症例3.遠隔画像診断事業:症例紹介<胸鎖乳突筋内膿瘍>
遠隔画像診断事業スタッフより、勉強の為、これは!?と感じた症例を、定期的にブログでご紹介していきます。
今回は、「胸鎖乳突筋内膿瘍」についてご紹介します。
弊社数十万件もの症例の中で、一桁の症例、「胸鎖乳突筋内膿瘍」について、色々と調べてみました。当社のホームページでのアクセス数、第3位の症例です!
<臨床情報>
80代女性
両側頸部腫瘤疑い
両側頸部に腫脹を認め、CT精査となる。左胸鎖乳突筋内にLDA(+)。
全身スクリーニングもお願いします。
<所見>
左胸鎖乳突筋内に低吸収域を認めます。
単純CT上は鑑別困難ですが、abscessや陳旧性血腫などの可能性がある所見です。
出来れば、造影CTやMRIで精査をお願いします。
深頸部膿瘍は、合体乳突炎の側頭内合併症であり、感染は胸鎖乳突筋(SCM)筋の付着部の外側の乳様突起皮質を介して侵食されます。感染がこのスペースに到達すると、側頭下窩に進行し、深頸筋膜の投資層まで深く移動します。この層での感染の拡大は、進行性蜂巣炎/膿瘍を引き起こす可能性がありますが、頸動脈鞘に向かって進行する可能性があり、内頸静脈の血栓症が発生する可能性があります。

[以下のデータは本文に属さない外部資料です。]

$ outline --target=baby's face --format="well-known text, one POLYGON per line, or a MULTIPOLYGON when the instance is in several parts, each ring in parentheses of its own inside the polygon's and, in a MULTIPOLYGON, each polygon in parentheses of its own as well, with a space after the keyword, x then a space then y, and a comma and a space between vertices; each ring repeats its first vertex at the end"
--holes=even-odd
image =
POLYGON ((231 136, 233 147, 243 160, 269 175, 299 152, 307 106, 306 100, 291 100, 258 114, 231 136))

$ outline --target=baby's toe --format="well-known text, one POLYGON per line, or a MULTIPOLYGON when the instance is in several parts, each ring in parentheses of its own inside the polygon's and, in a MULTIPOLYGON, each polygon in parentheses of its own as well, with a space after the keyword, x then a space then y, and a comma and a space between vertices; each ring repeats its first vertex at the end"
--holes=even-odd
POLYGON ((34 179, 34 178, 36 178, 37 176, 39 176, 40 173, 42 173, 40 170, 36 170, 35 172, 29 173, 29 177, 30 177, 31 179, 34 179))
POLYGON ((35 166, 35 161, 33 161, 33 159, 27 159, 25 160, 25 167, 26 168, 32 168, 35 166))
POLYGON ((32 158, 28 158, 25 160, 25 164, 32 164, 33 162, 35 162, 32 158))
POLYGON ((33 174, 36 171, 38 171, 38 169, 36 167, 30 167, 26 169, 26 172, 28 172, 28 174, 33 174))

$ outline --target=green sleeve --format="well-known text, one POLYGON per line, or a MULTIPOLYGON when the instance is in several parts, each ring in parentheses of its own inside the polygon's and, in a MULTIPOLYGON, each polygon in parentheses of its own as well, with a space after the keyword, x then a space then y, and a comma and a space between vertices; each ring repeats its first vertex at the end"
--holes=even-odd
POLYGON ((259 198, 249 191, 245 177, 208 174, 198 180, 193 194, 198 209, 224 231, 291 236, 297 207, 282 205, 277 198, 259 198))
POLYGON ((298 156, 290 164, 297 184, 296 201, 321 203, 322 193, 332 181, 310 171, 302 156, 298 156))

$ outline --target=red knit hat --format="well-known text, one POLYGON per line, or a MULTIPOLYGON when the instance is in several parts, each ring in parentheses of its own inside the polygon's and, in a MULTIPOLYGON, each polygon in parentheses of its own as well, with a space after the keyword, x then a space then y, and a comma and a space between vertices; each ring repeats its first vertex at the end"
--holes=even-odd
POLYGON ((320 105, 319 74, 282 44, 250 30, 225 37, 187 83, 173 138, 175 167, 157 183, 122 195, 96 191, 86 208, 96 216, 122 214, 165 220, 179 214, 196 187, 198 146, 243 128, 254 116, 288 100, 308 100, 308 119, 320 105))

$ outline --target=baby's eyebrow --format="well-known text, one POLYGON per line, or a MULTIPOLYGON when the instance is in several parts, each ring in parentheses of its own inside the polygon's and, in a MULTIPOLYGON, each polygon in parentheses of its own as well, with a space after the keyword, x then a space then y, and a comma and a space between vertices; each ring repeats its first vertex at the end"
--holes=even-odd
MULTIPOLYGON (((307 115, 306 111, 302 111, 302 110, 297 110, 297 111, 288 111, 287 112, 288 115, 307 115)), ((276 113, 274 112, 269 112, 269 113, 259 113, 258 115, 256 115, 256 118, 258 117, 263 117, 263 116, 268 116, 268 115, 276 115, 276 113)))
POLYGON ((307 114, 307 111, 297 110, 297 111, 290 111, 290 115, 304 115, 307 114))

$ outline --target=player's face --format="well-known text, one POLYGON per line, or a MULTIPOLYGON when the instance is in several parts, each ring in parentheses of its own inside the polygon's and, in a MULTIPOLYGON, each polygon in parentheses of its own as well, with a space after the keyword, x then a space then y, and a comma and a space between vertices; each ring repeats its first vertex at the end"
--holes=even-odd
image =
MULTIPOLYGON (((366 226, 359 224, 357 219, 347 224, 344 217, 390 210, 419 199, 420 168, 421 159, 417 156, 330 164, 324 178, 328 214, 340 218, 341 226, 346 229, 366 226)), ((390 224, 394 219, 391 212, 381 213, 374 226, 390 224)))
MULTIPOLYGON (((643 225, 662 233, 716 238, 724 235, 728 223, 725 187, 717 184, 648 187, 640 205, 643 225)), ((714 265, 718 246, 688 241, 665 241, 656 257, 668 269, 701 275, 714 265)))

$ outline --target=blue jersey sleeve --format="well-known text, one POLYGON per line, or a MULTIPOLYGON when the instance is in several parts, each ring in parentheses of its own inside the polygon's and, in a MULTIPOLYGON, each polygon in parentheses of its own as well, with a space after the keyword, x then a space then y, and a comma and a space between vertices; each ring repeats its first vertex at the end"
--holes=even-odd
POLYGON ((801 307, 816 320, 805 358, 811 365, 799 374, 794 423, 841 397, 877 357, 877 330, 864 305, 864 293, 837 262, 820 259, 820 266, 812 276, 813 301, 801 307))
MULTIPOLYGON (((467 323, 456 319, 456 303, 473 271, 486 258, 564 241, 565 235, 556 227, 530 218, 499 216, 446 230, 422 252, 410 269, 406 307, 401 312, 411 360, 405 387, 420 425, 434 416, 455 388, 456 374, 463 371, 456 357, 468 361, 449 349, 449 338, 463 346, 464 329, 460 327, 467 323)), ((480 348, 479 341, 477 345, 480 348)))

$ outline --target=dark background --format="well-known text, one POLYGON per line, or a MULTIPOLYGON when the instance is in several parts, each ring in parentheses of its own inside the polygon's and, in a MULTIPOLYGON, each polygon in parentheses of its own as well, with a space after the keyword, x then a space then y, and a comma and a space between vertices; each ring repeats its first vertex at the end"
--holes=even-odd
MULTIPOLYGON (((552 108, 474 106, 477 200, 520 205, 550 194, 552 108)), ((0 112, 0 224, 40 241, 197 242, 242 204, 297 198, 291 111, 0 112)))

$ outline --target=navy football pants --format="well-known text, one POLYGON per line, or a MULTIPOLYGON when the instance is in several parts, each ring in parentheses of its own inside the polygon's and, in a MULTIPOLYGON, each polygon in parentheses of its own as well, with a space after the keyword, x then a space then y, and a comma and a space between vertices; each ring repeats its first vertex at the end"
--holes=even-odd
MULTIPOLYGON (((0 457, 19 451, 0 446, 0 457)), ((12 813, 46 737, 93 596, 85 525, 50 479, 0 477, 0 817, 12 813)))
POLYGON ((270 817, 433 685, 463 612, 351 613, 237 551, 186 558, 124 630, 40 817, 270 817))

抗生物質の導入以来、胸鎖乳突筋内膿瘍(ベゾルド膿瘍)の報告された症例数は大幅に減少したそうです。
鑑別として、
・その他の深頸部膿瘍(副咽頭、後咽頭、歯原性など)
・皮膚膿瘍
・化膿性リンパ節症
・悪性腫瘍
・耳下腺の悪性腫瘍
・化膿性耳下腺炎
・融合性乳様突起炎
などが挙がるそうです。
頸部病変は、会話や飲食時などに違和感に気づくことも多いと思います。頸部に限らず、体調に異変を感じたら早めに病院を受診して、早期発見・早期治療が大切だと感じました。
また、頸部の解剖知識と合わせて、画像的にどう見えるのか、正しい理解を心がけていきたいと思います。